This is an automated email from the ASF dual-hosted git repository.
acassis pushed a commit to branch master
in repository https://gitbox.apache.org/repos/asf/nuttx.git
The following commit(s) were added to refs/heads/master by this push:
new 97a50eaf453 net/sixlowpan: Fix sixlowpan_uncompresshdr_hc06()
97a50eaf453 is described below
commit 97a50eaf453469a7c3afc76b40c86e4552d59b97
Author: Alan Carvalho de Assis <[email protected]>
AuthorDate: Sun May 3 14:52:22 2026 -0300
net/sixlowpan: Fix sixlowpan_uncompresshdr_hc06()

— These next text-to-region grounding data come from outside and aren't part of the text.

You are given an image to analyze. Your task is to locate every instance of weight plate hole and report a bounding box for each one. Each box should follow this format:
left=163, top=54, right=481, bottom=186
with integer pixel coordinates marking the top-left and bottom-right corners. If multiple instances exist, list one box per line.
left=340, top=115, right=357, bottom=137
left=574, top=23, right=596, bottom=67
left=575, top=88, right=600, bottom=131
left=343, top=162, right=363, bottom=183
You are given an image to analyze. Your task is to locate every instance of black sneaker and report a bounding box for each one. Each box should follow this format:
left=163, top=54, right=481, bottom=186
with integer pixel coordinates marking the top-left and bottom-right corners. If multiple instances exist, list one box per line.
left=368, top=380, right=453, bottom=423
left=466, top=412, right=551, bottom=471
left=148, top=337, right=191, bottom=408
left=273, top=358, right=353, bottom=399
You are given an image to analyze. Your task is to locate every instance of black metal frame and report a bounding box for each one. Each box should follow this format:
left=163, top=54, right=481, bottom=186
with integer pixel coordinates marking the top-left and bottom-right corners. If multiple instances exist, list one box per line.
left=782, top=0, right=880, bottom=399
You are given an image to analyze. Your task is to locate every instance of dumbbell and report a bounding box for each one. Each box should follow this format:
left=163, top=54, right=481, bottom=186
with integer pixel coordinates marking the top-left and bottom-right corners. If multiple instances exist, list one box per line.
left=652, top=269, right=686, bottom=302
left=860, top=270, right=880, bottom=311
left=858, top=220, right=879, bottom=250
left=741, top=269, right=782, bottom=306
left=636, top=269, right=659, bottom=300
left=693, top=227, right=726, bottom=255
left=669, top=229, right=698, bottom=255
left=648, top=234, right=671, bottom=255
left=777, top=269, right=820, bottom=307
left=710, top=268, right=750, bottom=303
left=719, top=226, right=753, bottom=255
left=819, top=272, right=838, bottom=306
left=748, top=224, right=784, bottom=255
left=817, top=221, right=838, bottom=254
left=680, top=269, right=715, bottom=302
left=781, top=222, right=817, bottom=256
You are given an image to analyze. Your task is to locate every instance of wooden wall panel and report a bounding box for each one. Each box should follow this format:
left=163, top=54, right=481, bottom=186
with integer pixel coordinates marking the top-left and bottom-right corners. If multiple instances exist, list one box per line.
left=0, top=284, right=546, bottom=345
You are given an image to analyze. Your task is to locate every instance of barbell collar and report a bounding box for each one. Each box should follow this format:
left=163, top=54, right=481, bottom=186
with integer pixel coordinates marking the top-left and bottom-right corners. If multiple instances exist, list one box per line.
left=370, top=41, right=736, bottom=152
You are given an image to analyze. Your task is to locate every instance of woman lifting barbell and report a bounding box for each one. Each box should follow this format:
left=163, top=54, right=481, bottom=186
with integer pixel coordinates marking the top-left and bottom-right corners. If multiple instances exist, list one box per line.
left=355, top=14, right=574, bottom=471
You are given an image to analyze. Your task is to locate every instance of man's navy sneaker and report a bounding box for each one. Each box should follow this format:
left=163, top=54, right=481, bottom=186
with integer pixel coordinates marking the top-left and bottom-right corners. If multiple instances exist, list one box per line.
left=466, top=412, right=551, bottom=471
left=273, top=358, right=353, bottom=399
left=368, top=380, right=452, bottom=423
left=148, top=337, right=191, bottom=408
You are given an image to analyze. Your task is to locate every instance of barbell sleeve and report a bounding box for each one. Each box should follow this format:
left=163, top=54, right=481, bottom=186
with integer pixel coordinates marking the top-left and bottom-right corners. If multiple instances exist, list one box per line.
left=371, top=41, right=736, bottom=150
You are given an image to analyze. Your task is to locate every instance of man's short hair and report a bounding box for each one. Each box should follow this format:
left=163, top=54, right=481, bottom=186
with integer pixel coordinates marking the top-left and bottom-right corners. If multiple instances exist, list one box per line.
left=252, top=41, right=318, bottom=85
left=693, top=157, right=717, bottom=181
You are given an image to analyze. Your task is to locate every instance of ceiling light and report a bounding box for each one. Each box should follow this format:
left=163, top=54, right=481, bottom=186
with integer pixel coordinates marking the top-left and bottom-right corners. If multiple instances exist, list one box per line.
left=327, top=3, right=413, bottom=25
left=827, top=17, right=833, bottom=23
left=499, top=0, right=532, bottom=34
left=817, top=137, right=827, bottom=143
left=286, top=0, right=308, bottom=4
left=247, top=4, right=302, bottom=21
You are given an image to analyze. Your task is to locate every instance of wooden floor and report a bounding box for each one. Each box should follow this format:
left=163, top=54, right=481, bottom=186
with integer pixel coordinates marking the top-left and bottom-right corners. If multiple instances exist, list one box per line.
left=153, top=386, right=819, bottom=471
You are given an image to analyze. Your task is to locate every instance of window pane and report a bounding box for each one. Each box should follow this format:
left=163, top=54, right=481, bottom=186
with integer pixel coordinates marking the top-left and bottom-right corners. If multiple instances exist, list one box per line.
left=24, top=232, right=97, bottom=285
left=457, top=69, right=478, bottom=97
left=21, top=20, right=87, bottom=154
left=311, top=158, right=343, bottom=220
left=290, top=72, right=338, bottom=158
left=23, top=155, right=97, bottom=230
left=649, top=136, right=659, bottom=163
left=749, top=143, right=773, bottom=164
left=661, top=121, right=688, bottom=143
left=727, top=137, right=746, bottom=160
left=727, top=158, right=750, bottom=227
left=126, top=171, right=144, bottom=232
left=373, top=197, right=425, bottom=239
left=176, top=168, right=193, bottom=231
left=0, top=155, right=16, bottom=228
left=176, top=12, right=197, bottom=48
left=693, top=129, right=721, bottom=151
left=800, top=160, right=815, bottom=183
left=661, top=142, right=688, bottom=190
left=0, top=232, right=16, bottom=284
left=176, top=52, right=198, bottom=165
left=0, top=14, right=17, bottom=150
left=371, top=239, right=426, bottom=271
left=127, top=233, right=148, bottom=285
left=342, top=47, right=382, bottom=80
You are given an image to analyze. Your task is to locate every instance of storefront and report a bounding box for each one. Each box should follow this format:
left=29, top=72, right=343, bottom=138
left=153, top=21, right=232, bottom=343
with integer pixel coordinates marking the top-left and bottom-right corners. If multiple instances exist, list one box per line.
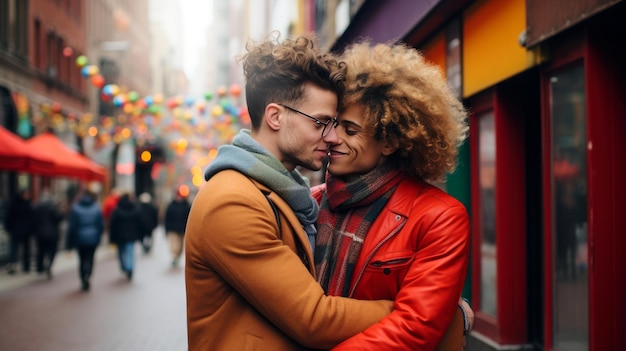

This commit fixes sixlowpan_uncompresshdr_hc06() to avoid that the
frame data be bigger than the iob->io_len.
Signed-off-by: Alan C. Assis <[email protected]>
---
net/sixlowpan/sixlowpan_hc06.c | 63 ++++++++++++++++++++++++++++++++------
net/sixlowpan/sixlowpan_input.c | 10 ++++--
net/sixlowpan/sixlowpan_internal.h | 8 ++---
3 files changed, 65 insertions(+), 16 deletions(-)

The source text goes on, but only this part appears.